Alors il observa l’effrayante irritation. des seins et de la bouche, découvrit sur la peau du corps des macules de bistre et de cuivre, recula, égaré, mais l’oeil de la femme le fascinait et il avançait lentement, essayant de s’enfoncer les talons dans la terre pour ne pas marcher, se laissant choir, se relevant quand même pour aller vers elle ; il la touchait presque lorsque de noirs Amorphophallus jaillirent de toutes parts, s’élancèrent vers ce ventre qui se soulevait et s’abaissait comme une mer.

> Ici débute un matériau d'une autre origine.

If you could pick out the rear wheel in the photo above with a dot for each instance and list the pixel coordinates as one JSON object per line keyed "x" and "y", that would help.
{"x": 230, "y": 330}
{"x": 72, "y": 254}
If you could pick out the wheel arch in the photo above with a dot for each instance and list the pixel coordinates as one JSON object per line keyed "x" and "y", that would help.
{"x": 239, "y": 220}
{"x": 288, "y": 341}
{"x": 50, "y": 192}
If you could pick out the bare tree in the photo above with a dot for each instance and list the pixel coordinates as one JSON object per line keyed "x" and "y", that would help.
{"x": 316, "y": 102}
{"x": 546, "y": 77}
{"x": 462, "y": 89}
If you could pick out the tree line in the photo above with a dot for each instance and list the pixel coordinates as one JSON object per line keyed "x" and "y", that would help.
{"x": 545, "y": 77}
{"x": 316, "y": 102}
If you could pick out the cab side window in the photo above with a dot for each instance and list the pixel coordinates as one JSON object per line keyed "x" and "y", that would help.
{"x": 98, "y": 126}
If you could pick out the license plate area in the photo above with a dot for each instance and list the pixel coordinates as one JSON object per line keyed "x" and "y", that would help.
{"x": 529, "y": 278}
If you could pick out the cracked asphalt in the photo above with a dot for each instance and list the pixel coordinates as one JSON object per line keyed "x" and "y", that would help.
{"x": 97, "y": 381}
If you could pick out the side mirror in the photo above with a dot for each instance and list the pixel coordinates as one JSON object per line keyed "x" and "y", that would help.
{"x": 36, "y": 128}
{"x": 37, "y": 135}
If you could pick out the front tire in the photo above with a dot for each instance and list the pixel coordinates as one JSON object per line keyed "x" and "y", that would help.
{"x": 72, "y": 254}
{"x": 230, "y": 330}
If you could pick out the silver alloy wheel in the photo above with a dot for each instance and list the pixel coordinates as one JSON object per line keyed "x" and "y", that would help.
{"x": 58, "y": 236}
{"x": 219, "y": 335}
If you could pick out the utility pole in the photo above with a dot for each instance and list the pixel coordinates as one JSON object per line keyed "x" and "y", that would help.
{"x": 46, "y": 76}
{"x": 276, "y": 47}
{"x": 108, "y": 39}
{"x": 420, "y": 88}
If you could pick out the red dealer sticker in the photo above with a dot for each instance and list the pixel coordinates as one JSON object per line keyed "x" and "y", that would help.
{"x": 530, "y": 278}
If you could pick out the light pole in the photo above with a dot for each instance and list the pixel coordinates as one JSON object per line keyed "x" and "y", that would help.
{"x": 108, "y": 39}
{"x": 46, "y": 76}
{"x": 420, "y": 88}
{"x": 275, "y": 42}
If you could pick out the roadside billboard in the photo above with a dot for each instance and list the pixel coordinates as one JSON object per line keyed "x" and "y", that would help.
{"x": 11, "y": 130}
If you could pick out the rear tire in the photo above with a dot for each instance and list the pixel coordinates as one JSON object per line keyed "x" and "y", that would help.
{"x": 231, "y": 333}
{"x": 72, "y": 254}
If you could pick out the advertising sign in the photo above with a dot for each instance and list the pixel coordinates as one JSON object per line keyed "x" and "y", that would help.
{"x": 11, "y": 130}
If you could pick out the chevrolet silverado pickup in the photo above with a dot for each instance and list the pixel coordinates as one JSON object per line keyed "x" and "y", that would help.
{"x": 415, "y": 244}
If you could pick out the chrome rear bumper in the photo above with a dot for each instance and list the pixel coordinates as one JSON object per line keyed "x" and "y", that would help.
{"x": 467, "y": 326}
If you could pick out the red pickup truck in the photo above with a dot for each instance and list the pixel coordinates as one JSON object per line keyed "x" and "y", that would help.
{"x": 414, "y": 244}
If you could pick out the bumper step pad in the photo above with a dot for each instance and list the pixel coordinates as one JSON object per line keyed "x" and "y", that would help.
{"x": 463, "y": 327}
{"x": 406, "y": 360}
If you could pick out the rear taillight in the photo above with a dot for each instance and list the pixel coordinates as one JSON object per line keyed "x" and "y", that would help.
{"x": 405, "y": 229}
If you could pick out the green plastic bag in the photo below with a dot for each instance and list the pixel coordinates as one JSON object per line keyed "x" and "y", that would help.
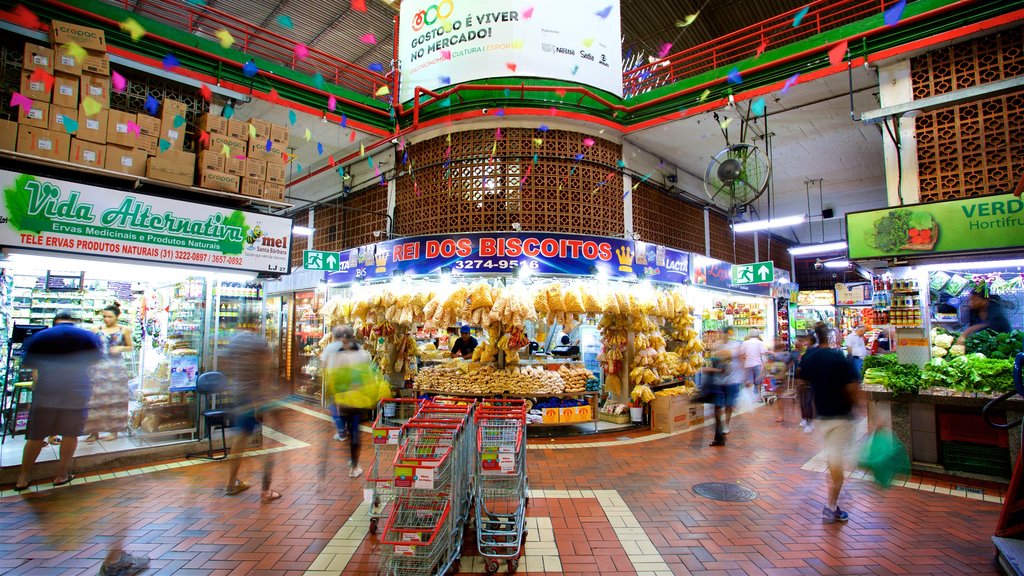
{"x": 885, "y": 457}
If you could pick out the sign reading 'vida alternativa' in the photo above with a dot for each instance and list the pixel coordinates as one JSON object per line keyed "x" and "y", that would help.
{"x": 64, "y": 216}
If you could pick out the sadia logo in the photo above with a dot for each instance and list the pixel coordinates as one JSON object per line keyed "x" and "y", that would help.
{"x": 432, "y": 14}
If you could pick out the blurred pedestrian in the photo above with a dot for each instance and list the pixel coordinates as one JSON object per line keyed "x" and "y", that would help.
{"x": 836, "y": 388}
{"x": 248, "y": 368}
{"x": 60, "y": 357}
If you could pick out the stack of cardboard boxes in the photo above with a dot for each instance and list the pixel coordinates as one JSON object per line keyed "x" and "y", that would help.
{"x": 247, "y": 166}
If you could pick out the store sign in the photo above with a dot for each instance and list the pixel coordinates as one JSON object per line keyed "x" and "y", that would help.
{"x": 716, "y": 274}
{"x": 758, "y": 273}
{"x": 50, "y": 214}
{"x": 446, "y": 42}
{"x": 496, "y": 253}
{"x": 957, "y": 225}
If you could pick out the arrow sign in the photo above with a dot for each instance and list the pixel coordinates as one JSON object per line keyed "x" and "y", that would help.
{"x": 757, "y": 273}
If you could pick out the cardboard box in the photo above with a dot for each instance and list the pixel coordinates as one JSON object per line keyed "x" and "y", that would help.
{"x": 213, "y": 124}
{"x": 37, "y": 56}
{"x": 92, "y": 128}
{"x": 276, "y": 173}
{"x": 279, "y": 134}
{"x": 118, "y": 130}
{"x": 173, "y": 108}
{"x": 66, "y": 90}
{"x": 126, "y": 160}
{"x": 208, "y": 160}
{"x": 235, "y": 165}
{"x": 238, "y": 129}
{"x": 255, "y": 169}
{"x": 172, "y": 133}
{"x": 172, "y": 166}
{"x": 43, "y": 142}
{"x": 8, "y": 134}
{"x": 218, "y": 180}
{"x": 35, "y": 89}
{"x": 97, "y": 88}
{"x": 96, "y": 64}
{"x": 669, "y": 414}
{"x": 237, "y": 147}
{"x": 65, "y": 63}
{"x": 87, "y": 154}
{"x": 88, "y": 38}
{"x": 56, "y": 117}
{"x": 38, "y": 115}
{"x": 262, "y": 128}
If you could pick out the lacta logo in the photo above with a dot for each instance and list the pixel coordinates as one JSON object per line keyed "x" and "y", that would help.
{"x": 432, "y": 14}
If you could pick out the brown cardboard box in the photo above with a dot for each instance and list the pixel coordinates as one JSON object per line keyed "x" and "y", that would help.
{"x": 62, "y": 62}
{"x": 66, "y": 90}
{"x": 8, "y": 134}
{"x": 57, "y": 113}
{"x": 148, "y": 125}
{"x": 668, "y": 414}
{"x": 42, "y": 142}
{"x": 255, "y": 169}
{"x": 92, "y": 128}
{"x": 276, "y": 173}
{"x": 279, "y": 134}
{"x": 237, "y": 147}
{"x": 213, "y": 124}
{"x": 175, "y": 135}
{"x": 235, "y": 165}
{"x": 273, "y": 192}
{"x": 126, "y": 160}
{"x": 38, "y": 116}
{"x": 88, "y": 38}
{"x": 96, "y": 64}
{"x": 87, "y": 154}
{"x": 238, "y": 129}
{"x": 35, "y": 89}
{"x": 218, "y": 180}
{"x": 173, "y": 108}
{"x": 118, "y": 130}
{"x": 258, "y": 151}
{"x": 37, "y": 56}
{"x": 210, "y": 161}
{"x": 172, "y": 166}
{"x": 262, "y": 130}
{"x": 97, "y": 88}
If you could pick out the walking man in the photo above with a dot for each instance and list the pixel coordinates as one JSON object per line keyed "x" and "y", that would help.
{"x": 836, "y": 387}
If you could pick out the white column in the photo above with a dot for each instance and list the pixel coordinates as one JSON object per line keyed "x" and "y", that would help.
{"x": 896, "y": 87}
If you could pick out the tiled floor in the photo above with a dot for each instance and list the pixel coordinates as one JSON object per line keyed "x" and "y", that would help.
{"x": 602, "y": 506}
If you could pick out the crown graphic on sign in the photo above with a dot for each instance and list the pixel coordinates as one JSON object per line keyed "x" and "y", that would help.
{"x": 381, "y": 259}
{"x": 625, "y": 258}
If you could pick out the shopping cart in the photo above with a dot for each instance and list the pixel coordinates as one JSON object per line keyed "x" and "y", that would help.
{"x": 502, "y": 484}
{"x": 391, "y": 415}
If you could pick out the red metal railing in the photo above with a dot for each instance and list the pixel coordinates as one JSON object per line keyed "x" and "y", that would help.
{"x": 205, "y": 22}
{"x": 821, "y": 15}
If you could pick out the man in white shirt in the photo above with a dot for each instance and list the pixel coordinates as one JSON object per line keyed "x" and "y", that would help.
{"x": 855, "y": 347}
{"x": 753, "y": 352}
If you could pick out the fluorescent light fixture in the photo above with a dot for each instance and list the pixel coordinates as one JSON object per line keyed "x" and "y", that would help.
{"x": 817, "y": 248}
{"x": 769, "y": 223}
{"x": 974, "y": 265}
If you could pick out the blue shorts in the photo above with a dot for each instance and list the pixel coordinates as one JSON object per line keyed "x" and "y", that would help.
{"x": 725, "y": 396}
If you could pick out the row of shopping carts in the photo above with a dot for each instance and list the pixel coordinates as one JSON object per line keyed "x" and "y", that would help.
{"x": 432, "y": 459}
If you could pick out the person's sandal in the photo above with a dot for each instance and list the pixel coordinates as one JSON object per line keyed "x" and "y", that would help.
{"x": 236, "y": 488}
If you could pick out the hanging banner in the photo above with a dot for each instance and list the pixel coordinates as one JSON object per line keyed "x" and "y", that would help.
{"x": 51, "y": 214}
{"x": 502, "y": 253}
{"x": 446, "y": 42}
{"x": 956, "y": 225}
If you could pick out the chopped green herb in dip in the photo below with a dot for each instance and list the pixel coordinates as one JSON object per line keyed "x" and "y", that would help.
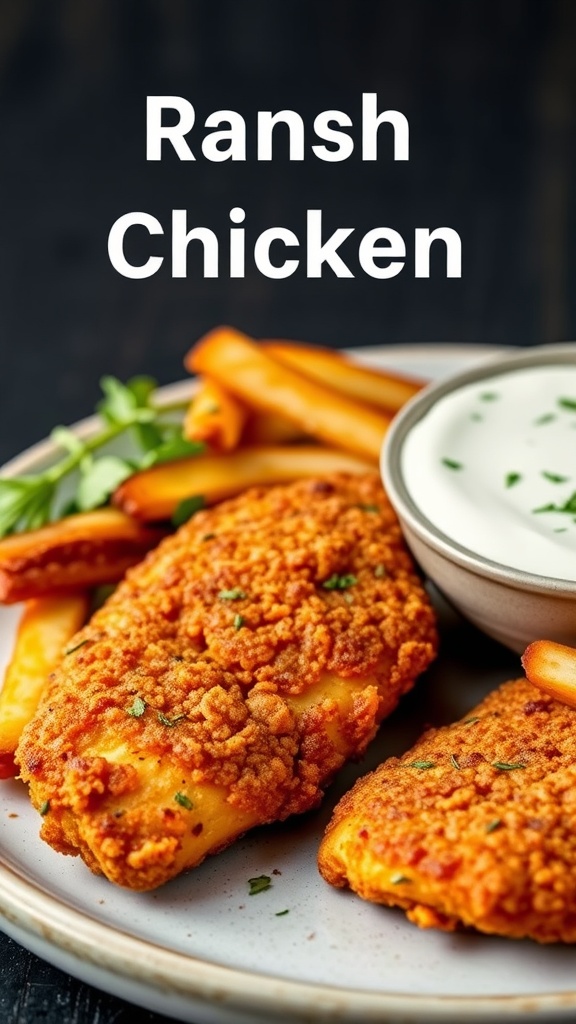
{"x": 500, "y": 487}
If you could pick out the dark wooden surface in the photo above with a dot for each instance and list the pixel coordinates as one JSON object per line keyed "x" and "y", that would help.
{"x": 489, "y": 89}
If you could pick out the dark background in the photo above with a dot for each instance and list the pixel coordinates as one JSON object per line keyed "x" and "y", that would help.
{"x": 489, "y": 89}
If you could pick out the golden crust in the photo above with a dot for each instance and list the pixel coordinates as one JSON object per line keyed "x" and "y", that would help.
{"x": 222, "y": 670}
{"x": 475, "y": 825}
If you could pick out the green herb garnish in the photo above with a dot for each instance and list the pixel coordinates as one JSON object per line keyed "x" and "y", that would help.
{"x": 493, "y": 825}
{"x": 259, "y": 885}
{"x": 339, "y": 582}
{"x": 554, "y": 477}
{"x": 137, "y": 708}
{"x": 187, "y": 508}
{"x": 30, "y": 502}
{"x": 183, "y": 801}
{"x": 569, "y": 506}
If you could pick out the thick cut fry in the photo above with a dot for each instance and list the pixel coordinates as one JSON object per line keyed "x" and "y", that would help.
{"x": 264, "y": 383}
{"x": 46, "y": 626}
{"x": 80, "y": 551}
{"x": 382, "y": 389}
{"x": 214, "y": 417}
{"x": 155, "y": 494}
{"x": 551, "y": 667}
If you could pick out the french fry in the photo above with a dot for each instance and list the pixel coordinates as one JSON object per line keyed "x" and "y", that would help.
{"x": 80, "y": 551}
{"x": 214, "y": 417}
{"x": 271, "y": 428}
{"x": 46, "y": 626}
{"x": 551, "y": 667}
{"x": 155, "y": 494}
{"x": 264, "y": 383}
{"x": 384, "y": 390}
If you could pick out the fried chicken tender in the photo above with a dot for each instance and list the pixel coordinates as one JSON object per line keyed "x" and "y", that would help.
{"x": 228, "y": 678}
{"x": 476, "y": 825}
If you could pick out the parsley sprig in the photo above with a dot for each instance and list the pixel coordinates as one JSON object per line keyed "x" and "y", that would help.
{"x": 29, "y": 502}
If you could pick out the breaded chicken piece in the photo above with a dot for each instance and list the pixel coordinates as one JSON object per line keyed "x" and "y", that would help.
{"x": 228, "y": 678}
{"x": 475, "y": 825}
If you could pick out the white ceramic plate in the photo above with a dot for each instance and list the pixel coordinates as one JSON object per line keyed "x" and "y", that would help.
{"x": 202, "y": 950}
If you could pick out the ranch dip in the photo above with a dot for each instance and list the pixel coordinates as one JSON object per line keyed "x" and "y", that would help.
{"x": 493, "y": 467}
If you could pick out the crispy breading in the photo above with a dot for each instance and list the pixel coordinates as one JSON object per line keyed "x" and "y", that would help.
{"x": 475, "y": 825}
{"x": 229, "y": 677}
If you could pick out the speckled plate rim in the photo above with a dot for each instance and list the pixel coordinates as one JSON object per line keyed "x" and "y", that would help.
{"x": 194, "y": 990}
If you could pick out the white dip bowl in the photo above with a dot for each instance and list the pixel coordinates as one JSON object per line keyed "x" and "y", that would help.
{"x": 481, "y": 469}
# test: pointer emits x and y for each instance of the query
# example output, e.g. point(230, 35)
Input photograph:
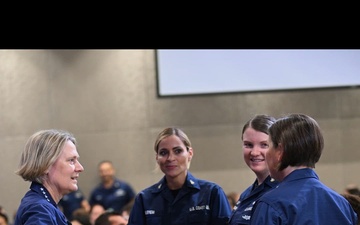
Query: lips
point(257, 160)
point(170, 167)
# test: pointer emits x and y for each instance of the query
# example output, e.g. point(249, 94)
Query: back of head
point(260, 123)
point(82, 216)
point(354, 201)
point(352, 189)
point(40, 152)
point(109, 218)
point(301, 138)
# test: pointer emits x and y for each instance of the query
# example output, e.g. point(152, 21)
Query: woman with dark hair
point(295, 146)
point(179, 197)
point(255, 135)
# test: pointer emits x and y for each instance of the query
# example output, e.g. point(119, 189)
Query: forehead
point(170, 141)
point(252, 134)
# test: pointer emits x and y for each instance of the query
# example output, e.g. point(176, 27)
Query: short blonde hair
point(41, 150)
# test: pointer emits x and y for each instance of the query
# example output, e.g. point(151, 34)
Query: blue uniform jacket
point(241, 213)
point(302, 199)
point(114, 198)
point(71, 202)
point(38, 208)
point(198, 202)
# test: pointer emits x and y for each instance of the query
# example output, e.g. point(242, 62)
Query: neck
point(55, 195)
point(176, 182)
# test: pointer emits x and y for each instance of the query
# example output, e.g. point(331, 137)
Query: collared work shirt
point(302, 199)
point(198, 202)
point(38, 208)
point(241, 213)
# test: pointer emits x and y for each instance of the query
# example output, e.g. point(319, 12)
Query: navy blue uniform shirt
point(38, 208)
point(198, 202)
point(241, 213)
point(302, 199)
point(114, 198)
point(71, 202)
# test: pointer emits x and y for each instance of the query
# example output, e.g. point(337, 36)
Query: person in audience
point(352, 189)
point(179, 197)
point(73, 201)
point(80, 216)
point(111, 218)
point(112, 193)
point(126, 210)
point(255, 135)
point(50, 161)
point(95, 211)
point(232, 197)
point(295, 146)
point(4, 220)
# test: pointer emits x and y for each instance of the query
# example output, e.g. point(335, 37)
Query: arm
point(220, 207)
point(263, 213)
point(137, 216)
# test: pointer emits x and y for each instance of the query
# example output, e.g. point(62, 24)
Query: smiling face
point(63, 174)
point(173, 157)
point(255, 146)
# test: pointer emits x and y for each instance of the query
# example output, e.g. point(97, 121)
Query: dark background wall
point(108, 99)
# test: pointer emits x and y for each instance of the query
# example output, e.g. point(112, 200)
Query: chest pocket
point(199, 217)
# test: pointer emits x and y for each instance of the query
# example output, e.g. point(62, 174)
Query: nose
point(171, 156)
point(254, 151)
point(79, 167)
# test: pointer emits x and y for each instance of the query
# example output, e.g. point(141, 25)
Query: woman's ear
point(191, 153)
point(280, 152)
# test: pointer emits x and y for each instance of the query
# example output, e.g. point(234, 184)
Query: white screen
point(189, 72)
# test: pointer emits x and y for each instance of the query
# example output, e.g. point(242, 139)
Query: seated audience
point(111, 218)
point(4, 219)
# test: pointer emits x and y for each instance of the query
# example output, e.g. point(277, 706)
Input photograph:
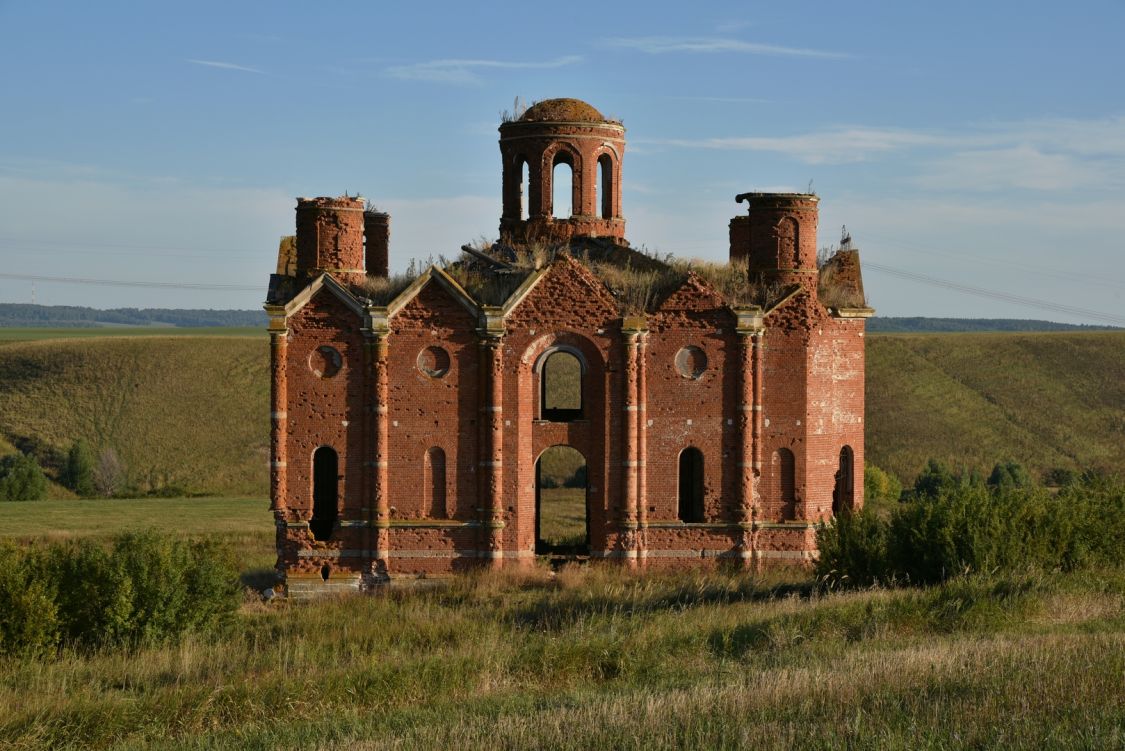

Il les avait écartés, repoussés, éprouvant un dégoût sans borne à voir grouiller entre ses doigts ces tiges tièdes et fermes; puis subitement, les odieuses plantes avaient disparu et deux bras cherchaient à l’enlacer ; une épouvantable angoisse lui fit sonner le coeur à grands coups, car les yeux, les affreux yeux de la femme étaient devenus d’un bleu clair et froid, terribles. Il fit un effort surhumain pour se dégager de ses étreintes, mais d’un geste irrésistible, elle le retint, le saisit et, hagard, il vit s’épanouir sous les cuisses à l’air, le farouche Nidularium qui bâillait, en saignant, dans des lames de sabre.

Il frôlait avec son corps la blessure hideuse de cette plante ; il se sentit mourir, s’éveilla dans un sursaut, suffoqué, glacé, fou de peur, soupirant : — Ah ! ce n’est, Dieu merci, qu’un rêve.